A Leon County circuit judge said Thursday the state is not required to pay the attorneys’ fees of voting-rights groups and individual voters who successfully challenged a 2012 congressional redistricting plan. Though Circuit Judge Terry Lewis’ decision is likely to be appealed, it would save the state from paying a tab that runs at least into the hundreds of thousands of dollars. Lawyers on both sides said they did not have an exact amount of the disputed fees. Attorneys for the plaintiffs, including groups such as the League of Women Voters of Florida, offered a somewhat-novel legal argument in seeking the fees. That argument, which has been used in other states but not Florida, is known as the “private attorney general doctrine” — essentially that private parties had to pursue a case of societal importance.
David King, an attorney for the plaintiffs, also pointed to the large amounts of work needed to gather information and prove that lawmakers violated the state constitution in drawing up congressional districts. “It took a Herculean effort to pry the facts out of the Legislature and the political operatives,’’ King said.

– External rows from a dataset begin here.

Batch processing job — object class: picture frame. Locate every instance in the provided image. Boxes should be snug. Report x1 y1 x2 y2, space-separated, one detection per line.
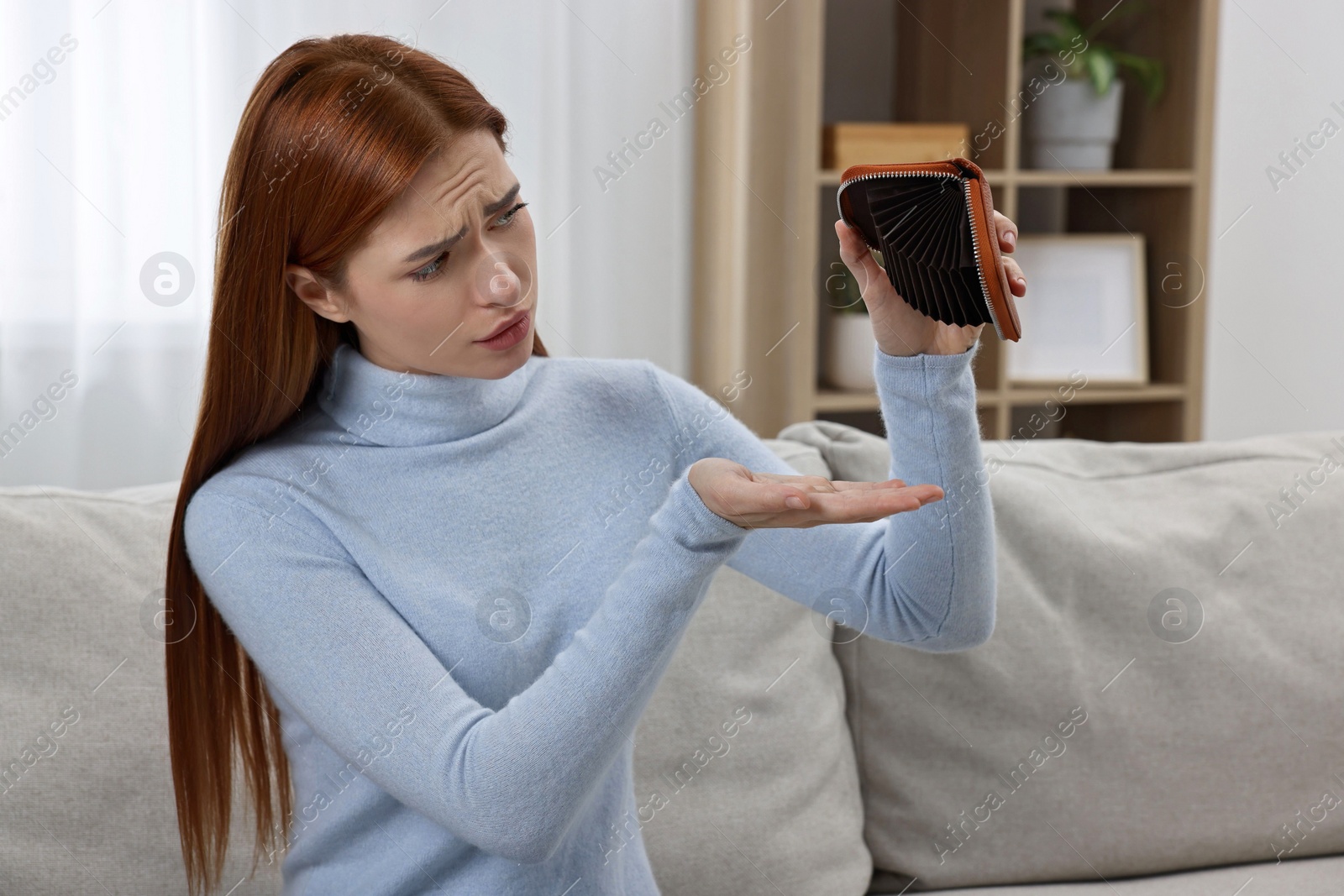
1004 233 1149 385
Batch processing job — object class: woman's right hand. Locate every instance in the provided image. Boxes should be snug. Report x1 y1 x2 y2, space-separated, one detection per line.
687 457 943 529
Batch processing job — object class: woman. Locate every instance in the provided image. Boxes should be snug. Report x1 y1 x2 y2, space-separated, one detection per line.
166 35 1024 896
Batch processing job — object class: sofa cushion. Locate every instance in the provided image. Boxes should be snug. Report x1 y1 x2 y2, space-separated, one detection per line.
0 482 280 896
627 439 872 896
874 854 1344 896
781 423 1344 892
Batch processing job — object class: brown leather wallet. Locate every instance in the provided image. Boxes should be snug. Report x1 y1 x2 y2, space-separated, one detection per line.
836 159 1021 343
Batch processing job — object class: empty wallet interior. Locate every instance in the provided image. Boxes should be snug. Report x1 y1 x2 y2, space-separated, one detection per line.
840 175 993 327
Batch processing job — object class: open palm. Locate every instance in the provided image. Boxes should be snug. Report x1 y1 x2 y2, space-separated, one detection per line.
688 457 943 529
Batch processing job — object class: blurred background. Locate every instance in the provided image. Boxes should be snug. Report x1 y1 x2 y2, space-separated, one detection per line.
0 0 1344 489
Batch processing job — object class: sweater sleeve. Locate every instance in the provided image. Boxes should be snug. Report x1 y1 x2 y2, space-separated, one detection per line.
184 475 748 862
652 335 996 652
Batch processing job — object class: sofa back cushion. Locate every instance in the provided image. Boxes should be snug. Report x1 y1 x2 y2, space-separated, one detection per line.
627 439 872 896
781 423 1344 892
0 482 280 896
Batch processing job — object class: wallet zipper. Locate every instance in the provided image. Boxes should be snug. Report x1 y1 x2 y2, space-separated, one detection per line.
836 170 1004 338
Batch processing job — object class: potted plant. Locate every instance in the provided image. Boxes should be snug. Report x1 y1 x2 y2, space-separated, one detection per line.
825 250 882 390
1023 3 1167 170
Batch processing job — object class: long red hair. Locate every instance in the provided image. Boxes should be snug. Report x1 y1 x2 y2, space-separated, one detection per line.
164 35 546 896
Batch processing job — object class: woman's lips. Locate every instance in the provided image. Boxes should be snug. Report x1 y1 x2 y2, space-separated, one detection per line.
475 312 527 343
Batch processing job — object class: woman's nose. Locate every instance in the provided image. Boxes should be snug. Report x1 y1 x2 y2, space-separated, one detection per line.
486 260 522 305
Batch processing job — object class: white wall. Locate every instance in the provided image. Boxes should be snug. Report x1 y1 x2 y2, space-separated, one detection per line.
1205 0 1344 439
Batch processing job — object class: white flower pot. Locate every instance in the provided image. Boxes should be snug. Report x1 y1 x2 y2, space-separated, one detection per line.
827 312 878 390
1023 76 1125 170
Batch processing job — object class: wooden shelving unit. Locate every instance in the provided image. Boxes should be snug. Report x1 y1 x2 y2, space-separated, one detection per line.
692 0 1219 441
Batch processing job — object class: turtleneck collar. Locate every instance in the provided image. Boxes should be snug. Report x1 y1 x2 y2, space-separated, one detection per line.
318 343 538 445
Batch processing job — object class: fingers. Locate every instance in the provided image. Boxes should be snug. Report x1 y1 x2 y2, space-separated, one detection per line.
836 217 880 280
1004 258 1026 298
995 211 1017 253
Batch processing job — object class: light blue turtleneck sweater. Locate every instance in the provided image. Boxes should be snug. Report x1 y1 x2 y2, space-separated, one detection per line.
186 344 995 896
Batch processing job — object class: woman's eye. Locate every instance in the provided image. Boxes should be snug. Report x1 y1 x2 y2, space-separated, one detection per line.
412 203 527 284
495 203 527 227
412 253 448 284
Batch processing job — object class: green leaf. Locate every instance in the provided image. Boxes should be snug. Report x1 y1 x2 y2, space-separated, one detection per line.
1044 9 1084 45
1021 31 1068 59
1080 45 1116 97
1114 51 1167 106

But Raoul Cantero, an attorney for the Senate, pointed to Florida legal history in saying the “private attorney general doctrine” has never been applied in the state and argued that each party is responsible for bearing their fees. He also said political parties or other groups have repeatedly paid for past lawsuits about redistricting plans. “They happen at least once every 10 years,’’ said Cantero, a former Florida Supreme Court justice.